Dead snag trees are often left standing in the cut, and they attract owls, woodpeckers, rodents and fishers that hunt the rodents. A mature oak next to a patch cut will not only feed wildlife with acorns but regenerate young oaks. Wild hen turkeys prefer to hide their nests and eggs from the foxes, raccoons and skunks in brush piles around the edges of patch cut areas. Whitetail deer will come and feed on the buds and leaves on the new plant life. Blackberry leaves are one of their favorite foods in November and December. Trampled berry bushes in the summer along with large scat full of berry seeds are often seen after the black bears find the patch cut.
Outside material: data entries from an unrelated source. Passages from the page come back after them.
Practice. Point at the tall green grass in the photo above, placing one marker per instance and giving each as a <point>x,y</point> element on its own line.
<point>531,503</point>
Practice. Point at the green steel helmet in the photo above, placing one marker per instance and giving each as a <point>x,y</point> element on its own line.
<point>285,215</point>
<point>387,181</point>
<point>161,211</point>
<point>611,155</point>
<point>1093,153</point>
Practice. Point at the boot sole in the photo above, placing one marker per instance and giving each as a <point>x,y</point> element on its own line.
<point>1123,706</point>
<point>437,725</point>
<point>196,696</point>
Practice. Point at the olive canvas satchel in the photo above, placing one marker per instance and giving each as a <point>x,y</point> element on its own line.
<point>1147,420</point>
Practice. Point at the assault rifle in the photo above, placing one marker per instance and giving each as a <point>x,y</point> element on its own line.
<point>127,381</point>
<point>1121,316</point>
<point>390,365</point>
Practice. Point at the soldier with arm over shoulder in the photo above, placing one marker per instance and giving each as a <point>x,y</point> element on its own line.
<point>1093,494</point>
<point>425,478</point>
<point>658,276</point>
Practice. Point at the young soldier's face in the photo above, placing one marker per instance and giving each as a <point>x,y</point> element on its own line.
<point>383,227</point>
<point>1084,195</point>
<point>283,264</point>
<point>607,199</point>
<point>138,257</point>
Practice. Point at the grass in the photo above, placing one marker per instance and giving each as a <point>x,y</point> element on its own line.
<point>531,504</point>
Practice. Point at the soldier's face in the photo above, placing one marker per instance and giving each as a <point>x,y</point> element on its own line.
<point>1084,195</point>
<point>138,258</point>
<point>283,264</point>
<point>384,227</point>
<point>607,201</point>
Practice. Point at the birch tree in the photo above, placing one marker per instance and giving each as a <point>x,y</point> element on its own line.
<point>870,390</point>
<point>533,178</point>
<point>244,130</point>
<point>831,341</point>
When some trees are cut in a patch cut such as the Aspen, their root systems remain alive and will send up dozens root sprouts that will grow into the next forest. Many birds will often nest near by and raise their young in these dense aspen saplings. The dense growth provides aerial protection from hawks and owls. Snow shoe hares will soon follow for the same reason. The hare will live on the tender shoots of the young trees and berry bushes all winter. Many predators in the forest would like to eat the hare so they all come by to try find them. Bobcats are the most dependent on the snowshoe hare populations and as hare numbers increase, so do the bobcats.
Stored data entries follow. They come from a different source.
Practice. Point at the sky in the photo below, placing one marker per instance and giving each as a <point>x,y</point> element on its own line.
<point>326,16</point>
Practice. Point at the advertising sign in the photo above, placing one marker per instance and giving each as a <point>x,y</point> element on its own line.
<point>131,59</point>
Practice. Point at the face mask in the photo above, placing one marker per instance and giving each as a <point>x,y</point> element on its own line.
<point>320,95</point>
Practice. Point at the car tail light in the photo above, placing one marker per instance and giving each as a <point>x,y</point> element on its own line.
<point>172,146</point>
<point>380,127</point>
After 8 – 10 years the young trees start to shade out the berry bushes. The dense saplings that are now 8′-10′ tall. If you have moose, it will be very noticeable at this stage because they may begin to bend over saplings to feed on the tender top branches of most hardwood trees and balsam fir. After 15 – 20 years much of the low brushy cover has died off because the higher crowns of the trees have shaded them. If you own enough land, you should do some new patch cuts at this point to continue the circle of life in the forest.